I consider the Caribbean like the Mediterranean
to be protected waters, and not blue water; although, some of my worse storms have been encountered in both. You do have recourse for seeking safe harbour that you don't have for Ocean (Blue Water).
Many French yachts were designed for the Medi and did not perform well on Ocean passages; however, owners were unaware of their yachts limitations. To this end Europe
set up standards to alert purchasers.
Since 1998, CE certification
is required for all recreational boats entering or being sold in Europe
obliging boat manufacturers to respect certain building and security
standards. Therefore, yachts ( boats ) are classified into four categories depending on their aptitude to confront navigational conditions taking into account both force of the wind
and height of the waves. The categories are not to limit the area and distance of navigation
(that is defined by security equipment
on board) but to sensitize the owner and/or captain
of the boats capacities to navigate in complete security.
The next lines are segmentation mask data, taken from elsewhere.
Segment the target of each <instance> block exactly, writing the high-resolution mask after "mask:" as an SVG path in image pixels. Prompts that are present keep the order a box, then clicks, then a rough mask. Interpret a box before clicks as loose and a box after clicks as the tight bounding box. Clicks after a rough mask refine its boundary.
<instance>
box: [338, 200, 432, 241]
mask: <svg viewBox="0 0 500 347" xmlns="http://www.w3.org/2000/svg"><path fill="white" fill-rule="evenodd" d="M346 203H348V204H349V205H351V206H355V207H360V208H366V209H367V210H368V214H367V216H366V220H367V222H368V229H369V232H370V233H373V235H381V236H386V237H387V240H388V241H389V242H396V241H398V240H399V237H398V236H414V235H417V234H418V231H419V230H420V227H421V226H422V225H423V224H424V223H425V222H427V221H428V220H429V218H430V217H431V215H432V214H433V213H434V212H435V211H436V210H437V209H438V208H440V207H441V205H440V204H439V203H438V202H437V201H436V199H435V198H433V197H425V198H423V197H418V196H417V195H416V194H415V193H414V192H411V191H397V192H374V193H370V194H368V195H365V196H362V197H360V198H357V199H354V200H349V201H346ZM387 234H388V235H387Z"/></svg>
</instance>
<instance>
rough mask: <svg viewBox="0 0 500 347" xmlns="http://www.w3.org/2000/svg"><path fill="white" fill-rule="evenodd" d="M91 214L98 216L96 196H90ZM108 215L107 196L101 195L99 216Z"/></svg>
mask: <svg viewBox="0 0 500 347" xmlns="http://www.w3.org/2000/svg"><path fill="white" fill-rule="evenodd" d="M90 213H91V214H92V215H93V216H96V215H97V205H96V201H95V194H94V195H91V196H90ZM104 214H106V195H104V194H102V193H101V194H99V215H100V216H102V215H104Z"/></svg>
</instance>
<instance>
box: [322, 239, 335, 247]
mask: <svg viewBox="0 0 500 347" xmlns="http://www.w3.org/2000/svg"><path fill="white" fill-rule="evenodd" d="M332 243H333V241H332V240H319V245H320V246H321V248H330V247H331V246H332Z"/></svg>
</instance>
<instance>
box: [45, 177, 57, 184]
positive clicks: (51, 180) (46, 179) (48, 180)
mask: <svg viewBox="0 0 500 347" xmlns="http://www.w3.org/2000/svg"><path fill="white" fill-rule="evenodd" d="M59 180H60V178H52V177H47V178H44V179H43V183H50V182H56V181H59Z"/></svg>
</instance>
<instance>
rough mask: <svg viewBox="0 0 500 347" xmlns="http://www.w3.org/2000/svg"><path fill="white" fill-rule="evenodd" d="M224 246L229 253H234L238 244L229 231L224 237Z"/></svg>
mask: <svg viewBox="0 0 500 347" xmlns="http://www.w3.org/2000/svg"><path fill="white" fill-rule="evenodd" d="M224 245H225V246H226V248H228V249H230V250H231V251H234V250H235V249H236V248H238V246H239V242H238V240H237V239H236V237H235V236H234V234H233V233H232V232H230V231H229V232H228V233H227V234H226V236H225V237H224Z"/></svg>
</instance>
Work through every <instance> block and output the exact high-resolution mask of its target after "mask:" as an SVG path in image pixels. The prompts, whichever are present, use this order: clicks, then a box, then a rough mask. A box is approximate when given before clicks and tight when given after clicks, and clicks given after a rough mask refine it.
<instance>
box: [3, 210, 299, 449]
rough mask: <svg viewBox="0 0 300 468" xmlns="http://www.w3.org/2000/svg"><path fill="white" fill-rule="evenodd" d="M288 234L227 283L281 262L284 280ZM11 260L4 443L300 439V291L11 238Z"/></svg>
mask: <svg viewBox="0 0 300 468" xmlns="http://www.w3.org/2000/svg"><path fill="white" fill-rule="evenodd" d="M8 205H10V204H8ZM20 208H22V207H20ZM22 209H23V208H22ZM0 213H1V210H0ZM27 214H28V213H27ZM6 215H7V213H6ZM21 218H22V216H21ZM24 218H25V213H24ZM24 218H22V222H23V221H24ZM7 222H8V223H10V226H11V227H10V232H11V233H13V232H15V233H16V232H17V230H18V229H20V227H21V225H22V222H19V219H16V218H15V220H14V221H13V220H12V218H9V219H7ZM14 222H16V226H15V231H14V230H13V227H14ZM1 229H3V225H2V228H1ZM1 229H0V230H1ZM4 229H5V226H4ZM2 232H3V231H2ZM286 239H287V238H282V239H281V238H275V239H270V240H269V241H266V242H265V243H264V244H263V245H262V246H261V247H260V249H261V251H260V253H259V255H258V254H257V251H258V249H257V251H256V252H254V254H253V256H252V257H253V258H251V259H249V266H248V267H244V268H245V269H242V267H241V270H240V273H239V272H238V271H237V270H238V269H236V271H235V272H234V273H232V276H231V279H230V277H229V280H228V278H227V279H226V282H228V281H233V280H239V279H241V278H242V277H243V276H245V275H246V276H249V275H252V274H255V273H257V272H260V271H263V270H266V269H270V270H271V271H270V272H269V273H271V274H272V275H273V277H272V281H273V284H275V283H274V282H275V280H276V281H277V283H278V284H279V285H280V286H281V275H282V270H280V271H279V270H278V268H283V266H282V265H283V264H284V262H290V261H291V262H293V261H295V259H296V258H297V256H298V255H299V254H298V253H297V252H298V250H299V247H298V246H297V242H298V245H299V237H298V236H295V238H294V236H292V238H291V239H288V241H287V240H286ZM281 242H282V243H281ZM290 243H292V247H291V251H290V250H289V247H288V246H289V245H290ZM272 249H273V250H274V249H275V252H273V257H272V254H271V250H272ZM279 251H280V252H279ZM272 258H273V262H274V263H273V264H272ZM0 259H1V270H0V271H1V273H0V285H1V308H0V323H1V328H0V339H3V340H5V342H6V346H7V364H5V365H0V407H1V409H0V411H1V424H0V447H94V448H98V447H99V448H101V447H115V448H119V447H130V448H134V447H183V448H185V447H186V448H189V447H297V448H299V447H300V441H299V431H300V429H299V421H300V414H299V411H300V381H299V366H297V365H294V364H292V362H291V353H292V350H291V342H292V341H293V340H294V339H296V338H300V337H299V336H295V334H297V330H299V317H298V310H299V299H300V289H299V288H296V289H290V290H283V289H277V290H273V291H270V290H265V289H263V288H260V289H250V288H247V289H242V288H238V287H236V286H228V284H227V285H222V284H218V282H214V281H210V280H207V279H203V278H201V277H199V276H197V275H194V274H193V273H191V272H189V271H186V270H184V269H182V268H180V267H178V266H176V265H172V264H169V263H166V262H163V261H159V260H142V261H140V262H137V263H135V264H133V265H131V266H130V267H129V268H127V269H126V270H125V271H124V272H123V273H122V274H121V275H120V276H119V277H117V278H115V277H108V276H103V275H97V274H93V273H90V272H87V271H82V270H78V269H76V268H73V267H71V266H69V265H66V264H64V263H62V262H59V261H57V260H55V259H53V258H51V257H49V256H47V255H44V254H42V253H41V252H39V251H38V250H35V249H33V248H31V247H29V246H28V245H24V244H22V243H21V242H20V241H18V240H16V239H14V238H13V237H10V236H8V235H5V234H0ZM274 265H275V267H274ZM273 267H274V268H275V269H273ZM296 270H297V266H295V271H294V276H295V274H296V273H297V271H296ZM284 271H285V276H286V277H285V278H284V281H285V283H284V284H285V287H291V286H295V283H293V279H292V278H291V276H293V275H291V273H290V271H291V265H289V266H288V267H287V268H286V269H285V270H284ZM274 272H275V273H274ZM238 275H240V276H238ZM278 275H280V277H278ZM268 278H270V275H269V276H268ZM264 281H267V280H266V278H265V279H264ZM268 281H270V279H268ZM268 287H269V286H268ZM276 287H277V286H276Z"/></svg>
Let us start with the Beaufort
Scale. A scale for classifying the force of the wind
ranging from 0 (calm) to 12 (hurricane). It was devised by an admiral in the British Navy
, Francis Beaufort
, to uniform the description of the effect of different winds at sea.
There is a direct link between the Beaufort scale and boat classification. For discussion purposes, we will use only the 6, 7 and 8 forces.
A Class A yacht ( boat ) is a vessel that is built to navigate the open ocean and surpass a force 8 on the Beaufort scale and surpass waves higher that 4 meters. These yachts are constructed to be self sufficient in hostile seas and be self righting.
A Class B yacht ( boat ) is a vessel built to navigate on the offshore waters (200 miles and less) and can sustain UP TO force 8 and waves UP TO 4 meters.
A Class C boat is a vessel built to navigate inshore such as lakes, rivers, bays and close to the shore and can sustain UP TO force 6 and waves UP TO 2 meters.
A Class D boat is built for protected or sheltered waters such as canals, rivers, small lakes and sustain a force 4 and waves UP TO .3 meters (less that 1 ft).
With this said, you can understand that the Class A yacht ( boat ) respects a rigorous building code more so than a Class B and so forth. But regardless of the class, it is strongly discouraged to navigate in a force 7 for the reasons of safety
and comfort as « pleasure » should always be on the agenda. Always consult the weather forecast
prior to leaving any port and check hourly the weather situation.
Classification is very important and should be on your question list before purchasing
any boat or yacht.
It should be said that nearly all French yachts required upgrading to attain Class A for Ocean; however, were satisfactory for the Medi.
To summarize the Caribbean is not considered Blue Water.